Accounting methods of climate fund questioned


What to study?

  • For Prelims: About GCF and its funding.
  • For Mains: India’s observations on funding pattern, need for review and clarity on the issue.


Context: Indian Finance Ministry has issued a ‘discussion paper’ that has criticised the accounting methods used by developed countries to report how much money they have given, so far, to developing countries to address climate change.



Accounting procedures, regarding the flow of climate finance, has become one of the most controversial issues being debated at Katowice, Poland where countries have gathered to agree upon a ‘Rule Book’ to implement the Paris Agreement of 2015, that commits countries to ensure the earth doesn’t warm 2 degree C beyond pre-industrial levels.

In 2019, developed countries are expected to make available $100 billion annually to developing countries, according to a 2010 agreement in Cancun.


What’s the issue?

In 2016, developed countries published a road map to $100 billion, which claimed that public climate finance levels had reached $41 billion per year in 2013-14. In 2015, India had disputed this figure arguing it was only $ 2.2 billion. The 2017 numbers also tell a similar story. Only around 12% of total pledges to climate funds have actually materialised into disbursements.


What has India pointed out?

  • It argues that the definition of climate finance in the UNFCCC has remained “imprecise and incomplete.”
  • The total pledges to the Green Climate Fund (GCF), the largest multilateral fund, was a “meagre” $10.3 billion. Further, most of the total climate finance has flowed into mitigation (a reference to preventing carbon dioxide from being emitted).
  • The growth in the reported climate specific finance actually slowed down from 24% between 2014 and 2015 to 14% between 2015 and 2016.


About GCF:

The GCF was set up in 2010 under the UNFCCC’s financial mechanism to channel funding from developed countries to developing countries to allow them to mitigate climate change and also adapt to disruptions arising from a changing climate.


How it helps?

The Green Climate Fund will support projects, programmes, policies and other activities in developing country Parties using thematic funding windows.
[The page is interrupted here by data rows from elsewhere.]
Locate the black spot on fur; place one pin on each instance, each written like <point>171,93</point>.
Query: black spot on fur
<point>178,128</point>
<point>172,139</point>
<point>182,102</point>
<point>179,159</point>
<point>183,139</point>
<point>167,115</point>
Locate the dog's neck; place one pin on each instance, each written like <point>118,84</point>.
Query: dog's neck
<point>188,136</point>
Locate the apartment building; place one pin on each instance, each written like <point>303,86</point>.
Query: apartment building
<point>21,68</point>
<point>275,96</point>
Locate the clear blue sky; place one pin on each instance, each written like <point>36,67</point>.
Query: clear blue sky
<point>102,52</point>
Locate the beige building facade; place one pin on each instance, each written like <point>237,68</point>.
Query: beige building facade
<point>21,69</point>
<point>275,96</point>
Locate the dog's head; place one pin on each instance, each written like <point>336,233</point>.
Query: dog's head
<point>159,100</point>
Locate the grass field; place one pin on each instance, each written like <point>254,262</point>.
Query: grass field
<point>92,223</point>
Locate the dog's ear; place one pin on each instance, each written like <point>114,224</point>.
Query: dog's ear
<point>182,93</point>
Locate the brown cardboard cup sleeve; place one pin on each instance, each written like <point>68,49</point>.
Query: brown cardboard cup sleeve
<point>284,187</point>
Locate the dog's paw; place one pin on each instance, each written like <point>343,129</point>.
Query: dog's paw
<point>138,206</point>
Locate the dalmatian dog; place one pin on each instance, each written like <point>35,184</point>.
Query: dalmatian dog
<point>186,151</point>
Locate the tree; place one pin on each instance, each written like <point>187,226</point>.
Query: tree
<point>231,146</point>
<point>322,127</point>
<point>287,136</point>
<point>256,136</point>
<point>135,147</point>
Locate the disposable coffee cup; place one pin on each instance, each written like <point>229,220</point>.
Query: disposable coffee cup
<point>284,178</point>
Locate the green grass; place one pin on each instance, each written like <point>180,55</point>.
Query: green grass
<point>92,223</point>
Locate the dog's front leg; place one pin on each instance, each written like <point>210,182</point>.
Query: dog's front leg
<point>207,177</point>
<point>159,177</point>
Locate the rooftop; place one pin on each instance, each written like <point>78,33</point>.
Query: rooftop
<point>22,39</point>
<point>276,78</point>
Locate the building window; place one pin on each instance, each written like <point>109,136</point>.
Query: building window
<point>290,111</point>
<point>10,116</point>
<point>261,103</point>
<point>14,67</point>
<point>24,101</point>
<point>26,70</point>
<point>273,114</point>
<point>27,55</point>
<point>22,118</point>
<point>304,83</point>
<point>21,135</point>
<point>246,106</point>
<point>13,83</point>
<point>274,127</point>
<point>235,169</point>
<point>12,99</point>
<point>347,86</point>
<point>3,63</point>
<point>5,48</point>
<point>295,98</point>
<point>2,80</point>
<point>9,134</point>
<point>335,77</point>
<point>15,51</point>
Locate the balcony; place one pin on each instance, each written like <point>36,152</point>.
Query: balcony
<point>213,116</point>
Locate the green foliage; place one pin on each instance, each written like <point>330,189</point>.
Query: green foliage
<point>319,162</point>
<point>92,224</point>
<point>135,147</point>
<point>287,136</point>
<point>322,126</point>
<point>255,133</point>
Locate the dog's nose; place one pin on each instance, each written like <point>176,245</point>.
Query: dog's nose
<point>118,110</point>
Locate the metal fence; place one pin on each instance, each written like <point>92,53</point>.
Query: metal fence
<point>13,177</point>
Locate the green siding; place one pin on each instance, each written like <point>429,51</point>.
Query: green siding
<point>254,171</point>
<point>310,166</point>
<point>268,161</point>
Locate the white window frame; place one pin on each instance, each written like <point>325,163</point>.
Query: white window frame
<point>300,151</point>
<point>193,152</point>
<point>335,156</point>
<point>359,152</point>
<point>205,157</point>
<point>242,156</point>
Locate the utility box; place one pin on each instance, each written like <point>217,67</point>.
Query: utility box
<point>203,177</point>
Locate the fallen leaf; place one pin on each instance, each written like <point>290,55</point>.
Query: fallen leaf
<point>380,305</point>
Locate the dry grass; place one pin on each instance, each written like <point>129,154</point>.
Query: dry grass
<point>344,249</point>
  • It is intended to be the centrepiece of efforts to raise Climate Finance of $100 billion a year by 2020.
  • The Fund will promote the paradigm shift towards low-emission and climate-resilient development pathways by providing support to developing countries to limit or reduce their greenhouse gas emissions and to adapt to the impacts of climate change, taking into account the needs of those developing countries particularly vulnerable to the adverse effects of climate change.
  • The Fund will strive to maximize the impact of its funding for adaptation and mitigation, and seek a balance between the two, while promoting environmental, social, economic and development co-benefits and taking a gender-sensitive approach.


Who will govern the Fund?

The Fund is governed and supervised by a Board that will have full responsibility for funding decisions and that receives the guidance of the Conference of Parties (COP). The Fund is accountable to, and functions under the guidance of, the COP.



In 2015, India listed a series of specific actions it would take to fight climate change in the Paris Agreement.

The major ones are:

  • It would reduce its emissions intensity (or emissions per unit of GDP) by 33 to 35 per cent by the year 2030 compared to the 2005 baseline.
  • It would ensure that at least 40 per cent of its total electricity in the year 2030 would be generated through renewable sources of energy and that would create between 2.5 to three billion tones of additional carbon sinks through extensive afforestation.

Sources: the hindu.

Mains Question:

1. In the wake of the recent scientific reports on Climate change, it is imperative to finalise the rule book by 2018. Comment.

2. In light of the threats from climate change, building a “greener” finance market for India is necessary. Examine.